Unfortunately for anything he might have done, however, those ships were at least seven miles from his battery’s site on the very tip of the long, thin ribbon of Finger Cape. Known with very little affection to its occupants, who deeply resented being given their current assignment, as “the Finger” (after the hand gesture which expressed much the same meaning it once had on Old Terra), the cape projecting into the channel from Basset Island was over ten miles long, but less than a mile and a half across at its widest, and its highest elevation was little more than forty feet above sea level at high tide. That made things … interesting when heavy weather blew up the channel and sent seas crashing clear across it. In fact, in Raikow Kaidahn’s considered opinion, the Finger was a miserable, waterlogged sandbar at the best of times … which winter in Stene Province wasn’t. Just building a battery on it had required more than a little ingenuity out of the Imperial Harchongese Army’s engineers.
And keeping the damned thing here’s required a hell of a lot more, he thought moodily.
The winter’s storms had not been kind to him or his gunners—they’d had to evacuate the battery twice, and each time repairs had amounted to effectively rebuilding it afterward—and he couldn’t really understand why Lord of Horse Golden Grass had stuck them out here in the first place. They hadn’t even been equipped with any of the new rifled artillery pieces, since the navigable channel between the Finger and Saram Head was almost fourteen miles across. No one was coming into range of Battery St. Thermyn unless he was one hell of a bad navigator or wind and weather gave him no choice. For that matter, the channel was literally impossible to defend at all; there was simply no place to put the guns that might have engaged an intruder.

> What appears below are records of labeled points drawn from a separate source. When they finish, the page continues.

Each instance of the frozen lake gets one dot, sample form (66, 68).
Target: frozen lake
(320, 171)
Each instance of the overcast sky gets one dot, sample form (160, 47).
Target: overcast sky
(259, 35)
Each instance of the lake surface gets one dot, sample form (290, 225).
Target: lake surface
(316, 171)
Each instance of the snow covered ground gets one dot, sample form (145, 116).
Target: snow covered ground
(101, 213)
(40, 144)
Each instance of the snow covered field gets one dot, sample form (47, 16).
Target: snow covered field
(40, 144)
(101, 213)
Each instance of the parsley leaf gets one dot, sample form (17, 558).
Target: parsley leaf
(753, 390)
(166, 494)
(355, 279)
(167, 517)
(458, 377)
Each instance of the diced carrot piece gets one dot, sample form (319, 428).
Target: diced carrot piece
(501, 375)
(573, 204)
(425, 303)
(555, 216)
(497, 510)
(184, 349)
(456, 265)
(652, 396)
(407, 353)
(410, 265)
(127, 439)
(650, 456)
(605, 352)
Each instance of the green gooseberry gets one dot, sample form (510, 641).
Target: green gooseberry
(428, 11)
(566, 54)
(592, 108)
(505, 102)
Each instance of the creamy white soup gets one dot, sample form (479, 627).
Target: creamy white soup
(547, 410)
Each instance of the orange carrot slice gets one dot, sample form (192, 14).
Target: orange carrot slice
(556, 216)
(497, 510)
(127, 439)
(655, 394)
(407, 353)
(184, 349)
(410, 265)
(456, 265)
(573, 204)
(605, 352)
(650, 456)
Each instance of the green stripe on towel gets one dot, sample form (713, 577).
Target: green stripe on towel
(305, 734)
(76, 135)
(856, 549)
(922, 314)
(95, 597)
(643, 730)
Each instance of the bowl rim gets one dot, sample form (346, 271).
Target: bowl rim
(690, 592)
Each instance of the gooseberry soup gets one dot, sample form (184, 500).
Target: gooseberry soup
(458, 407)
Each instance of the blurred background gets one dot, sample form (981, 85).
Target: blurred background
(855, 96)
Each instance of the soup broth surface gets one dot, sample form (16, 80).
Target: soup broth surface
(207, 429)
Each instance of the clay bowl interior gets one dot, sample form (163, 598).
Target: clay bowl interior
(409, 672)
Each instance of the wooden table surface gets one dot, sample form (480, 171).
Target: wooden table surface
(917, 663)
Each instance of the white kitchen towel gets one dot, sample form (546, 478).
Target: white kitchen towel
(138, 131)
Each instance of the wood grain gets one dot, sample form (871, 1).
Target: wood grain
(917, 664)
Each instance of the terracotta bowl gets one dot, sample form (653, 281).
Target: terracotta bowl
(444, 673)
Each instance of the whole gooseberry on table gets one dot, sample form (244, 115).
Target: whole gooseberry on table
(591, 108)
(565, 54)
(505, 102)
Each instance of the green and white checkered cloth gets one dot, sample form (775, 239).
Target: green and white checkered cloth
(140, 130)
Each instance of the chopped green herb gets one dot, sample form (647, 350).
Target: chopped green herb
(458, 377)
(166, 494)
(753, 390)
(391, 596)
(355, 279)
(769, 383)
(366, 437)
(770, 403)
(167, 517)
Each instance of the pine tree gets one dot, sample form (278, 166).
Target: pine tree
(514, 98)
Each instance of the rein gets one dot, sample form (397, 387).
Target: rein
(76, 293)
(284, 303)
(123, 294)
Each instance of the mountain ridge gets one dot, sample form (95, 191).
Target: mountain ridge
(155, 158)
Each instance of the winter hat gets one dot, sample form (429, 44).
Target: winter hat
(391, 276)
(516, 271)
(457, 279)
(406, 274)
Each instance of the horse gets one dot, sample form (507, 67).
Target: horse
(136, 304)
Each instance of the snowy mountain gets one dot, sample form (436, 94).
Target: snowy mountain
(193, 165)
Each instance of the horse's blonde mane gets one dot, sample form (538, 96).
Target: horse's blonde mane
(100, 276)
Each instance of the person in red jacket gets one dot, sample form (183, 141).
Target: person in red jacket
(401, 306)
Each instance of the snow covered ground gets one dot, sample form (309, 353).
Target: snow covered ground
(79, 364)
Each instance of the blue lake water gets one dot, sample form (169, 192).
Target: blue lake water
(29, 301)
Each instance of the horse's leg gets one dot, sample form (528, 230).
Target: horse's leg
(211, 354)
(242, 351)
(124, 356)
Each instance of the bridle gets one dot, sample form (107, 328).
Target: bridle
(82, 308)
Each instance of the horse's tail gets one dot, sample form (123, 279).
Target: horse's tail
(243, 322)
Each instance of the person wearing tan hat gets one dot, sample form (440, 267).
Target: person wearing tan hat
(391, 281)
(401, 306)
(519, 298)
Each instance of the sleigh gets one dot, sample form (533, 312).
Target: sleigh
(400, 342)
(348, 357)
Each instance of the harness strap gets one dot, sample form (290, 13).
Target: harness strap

On the other hand, you’re in a good position to warn Rhaigair they’re coming, aren’t you? Not that they’re being particularly stealthy. For that matter, it’s hard to see how those … smokepots could sneak up on Rhaigair, whether we were sitting out on this Shan-wei-damned sandspit or not!
He sighed, straightened his back, and turned to the anxious-faced young captain of spears at his elbow.
“I make it five of the bastards, Thaidin. I don’t see any topsails tagging along, but I’m sure they’re out there somewhere. I imagine their galleons’ll keep their distance unless the wind shifts to favor them.” His lips twitched under his pencil thin mustache. “Not like these fellows will need them anytime soon.”
Captain of Spears Chinzhou’s face tightened. For a moment, Kaidahn thought the younger man would accuse him of defeatism. Young Chinzhou was a very devout fellow, who spent too much time with the local inquisitors, in Kaidahn’s opinion. After a moment, though, the captain of spears nodded unhappily.
“I suppose not, Sir,” he acknowledged. “May I?”
He gestured at the spyglass, and Kaidahn nodded and stepped back to let him look through it. His shoulders tightened as the image of the smoke-spewing heretic vessels swam into sharper focus, and Kaidahn didn’t blame him. They were huge, easily two or three hundred feet long, and the enormously long guns protruding from their stepped-back, armored superstructures were enough to strike a chill in any heart.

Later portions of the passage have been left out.